ファッションショーで古代の衣装を現代風にアレンジした服で登場する女性=能美市のすぱーく寺井

 開館1周年を迎えた能美市の能美ふるさとミュージアム(のみふる)で17日、古墳時代の衣装をテーマにしたファッションショーや古代儀礼の再現が繰り広げられた。古墳時代の衣装は2年前、古墳に関心のある女性グループが準備していたが、台風と新型コロナのため、発表する機会を失っていた。3年越しの披露となり、大勢の市民らがいにしえより続く悠久の歴史ロマンに浸った。

 能美古墳群とミュージアムをPRし、ふるさとに愛着を深めてもらう狙いで、16日開幕した1周年記念イベント「のみふる古墳まつり」の企画で実施された。

 古代衣装はスリットが特徴的な上着に高貴な紫色のスカートを合わせた服や、袈裟(けさ)と男性用のズボンをセットにした。ファッションショーでは、衣装を身にまとった市の女性職員がミュージアム隣の「すぱーく寺井」のステージでポーズを決め、来場者の注目を集めた。

 デザインしたのは能美の古墳の魅力を女性目線で発信するグループ「のみ古墳女子」で、2019年に貫頭衣(かんとうい)や巫女(みこ)の装束を現代風にアレンジした。

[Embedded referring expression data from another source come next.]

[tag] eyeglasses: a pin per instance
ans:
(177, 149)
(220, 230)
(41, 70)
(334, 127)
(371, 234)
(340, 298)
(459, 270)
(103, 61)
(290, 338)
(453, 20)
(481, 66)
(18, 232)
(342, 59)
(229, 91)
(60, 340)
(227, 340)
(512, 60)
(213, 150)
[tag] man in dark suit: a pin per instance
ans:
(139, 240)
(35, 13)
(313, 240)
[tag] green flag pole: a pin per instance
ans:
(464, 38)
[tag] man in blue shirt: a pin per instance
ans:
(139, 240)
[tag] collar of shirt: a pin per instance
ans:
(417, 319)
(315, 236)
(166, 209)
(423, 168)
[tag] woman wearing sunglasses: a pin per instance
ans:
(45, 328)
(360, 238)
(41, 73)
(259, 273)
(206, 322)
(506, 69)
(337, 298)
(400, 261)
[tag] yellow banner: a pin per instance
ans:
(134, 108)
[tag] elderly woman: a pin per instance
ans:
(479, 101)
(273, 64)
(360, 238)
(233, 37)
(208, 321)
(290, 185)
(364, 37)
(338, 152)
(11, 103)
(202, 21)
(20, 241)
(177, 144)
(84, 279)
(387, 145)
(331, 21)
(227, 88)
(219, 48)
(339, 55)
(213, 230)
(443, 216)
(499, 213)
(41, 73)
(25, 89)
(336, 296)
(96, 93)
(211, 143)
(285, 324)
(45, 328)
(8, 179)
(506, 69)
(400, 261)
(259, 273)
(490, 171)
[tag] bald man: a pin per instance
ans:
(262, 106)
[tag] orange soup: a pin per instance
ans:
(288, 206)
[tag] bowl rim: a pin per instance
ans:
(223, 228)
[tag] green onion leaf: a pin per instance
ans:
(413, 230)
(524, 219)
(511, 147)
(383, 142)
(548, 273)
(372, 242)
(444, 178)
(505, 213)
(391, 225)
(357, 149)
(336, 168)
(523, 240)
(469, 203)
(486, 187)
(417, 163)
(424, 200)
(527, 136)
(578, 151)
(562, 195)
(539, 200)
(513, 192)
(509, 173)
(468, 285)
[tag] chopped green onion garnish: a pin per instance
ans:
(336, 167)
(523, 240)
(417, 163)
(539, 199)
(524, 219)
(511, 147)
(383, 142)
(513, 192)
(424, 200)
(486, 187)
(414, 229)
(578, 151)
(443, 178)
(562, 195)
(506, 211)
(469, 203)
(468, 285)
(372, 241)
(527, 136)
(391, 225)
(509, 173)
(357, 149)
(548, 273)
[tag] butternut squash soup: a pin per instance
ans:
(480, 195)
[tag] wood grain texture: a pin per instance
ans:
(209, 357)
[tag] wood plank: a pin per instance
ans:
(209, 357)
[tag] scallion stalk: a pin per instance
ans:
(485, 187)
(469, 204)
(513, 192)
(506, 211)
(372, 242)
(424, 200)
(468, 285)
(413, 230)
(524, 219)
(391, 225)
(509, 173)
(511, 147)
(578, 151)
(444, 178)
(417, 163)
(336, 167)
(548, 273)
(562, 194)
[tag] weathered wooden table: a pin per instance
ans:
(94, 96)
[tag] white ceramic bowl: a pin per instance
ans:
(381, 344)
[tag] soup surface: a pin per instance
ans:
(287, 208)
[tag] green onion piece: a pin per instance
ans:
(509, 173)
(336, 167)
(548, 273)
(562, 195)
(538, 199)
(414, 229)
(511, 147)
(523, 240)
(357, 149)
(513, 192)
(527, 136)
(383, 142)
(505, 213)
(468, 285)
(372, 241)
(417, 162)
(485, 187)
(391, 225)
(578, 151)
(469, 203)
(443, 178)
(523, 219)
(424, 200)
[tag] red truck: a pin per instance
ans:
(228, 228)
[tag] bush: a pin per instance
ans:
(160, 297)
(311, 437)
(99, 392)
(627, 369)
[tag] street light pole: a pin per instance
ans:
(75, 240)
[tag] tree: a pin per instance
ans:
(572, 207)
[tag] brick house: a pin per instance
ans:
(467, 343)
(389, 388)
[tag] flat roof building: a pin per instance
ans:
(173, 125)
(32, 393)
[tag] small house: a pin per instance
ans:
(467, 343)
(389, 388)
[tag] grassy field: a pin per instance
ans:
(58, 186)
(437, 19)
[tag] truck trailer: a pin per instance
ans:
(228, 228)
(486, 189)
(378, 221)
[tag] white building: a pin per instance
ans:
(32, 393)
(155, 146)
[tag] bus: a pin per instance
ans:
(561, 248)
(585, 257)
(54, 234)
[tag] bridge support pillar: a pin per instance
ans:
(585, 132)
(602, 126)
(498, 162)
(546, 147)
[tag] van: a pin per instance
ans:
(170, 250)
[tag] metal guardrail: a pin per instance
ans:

 同年の秋常山古墳まつりで発表する予定だったが、台風で中止され、披露できなかった。昨年もコロナで取りやめとなったため、ミュージアムの担当者は「ようやく世に出せ、喜びもひとしお」と話した。

  金沢学院大生がPR動画出演

 ミュージアムのエントランスホールに新設された大型ディスプレーでは、金沢学院大の学生がモデルを務める古代衣装のプロモーション動画が流された。

 夕刻から行われた古代儀礼の再現は、井出敏朗市長や市内の中学生らがたいまつを手にミュージアムの周辺を巡り、ふるさとを見守る古墳群の大王たちに感謝した。ミュージアム前の祭壇に今年収穫した米を供え、井出市長がコロナ終息と能美の繁栄に祈りをささげた。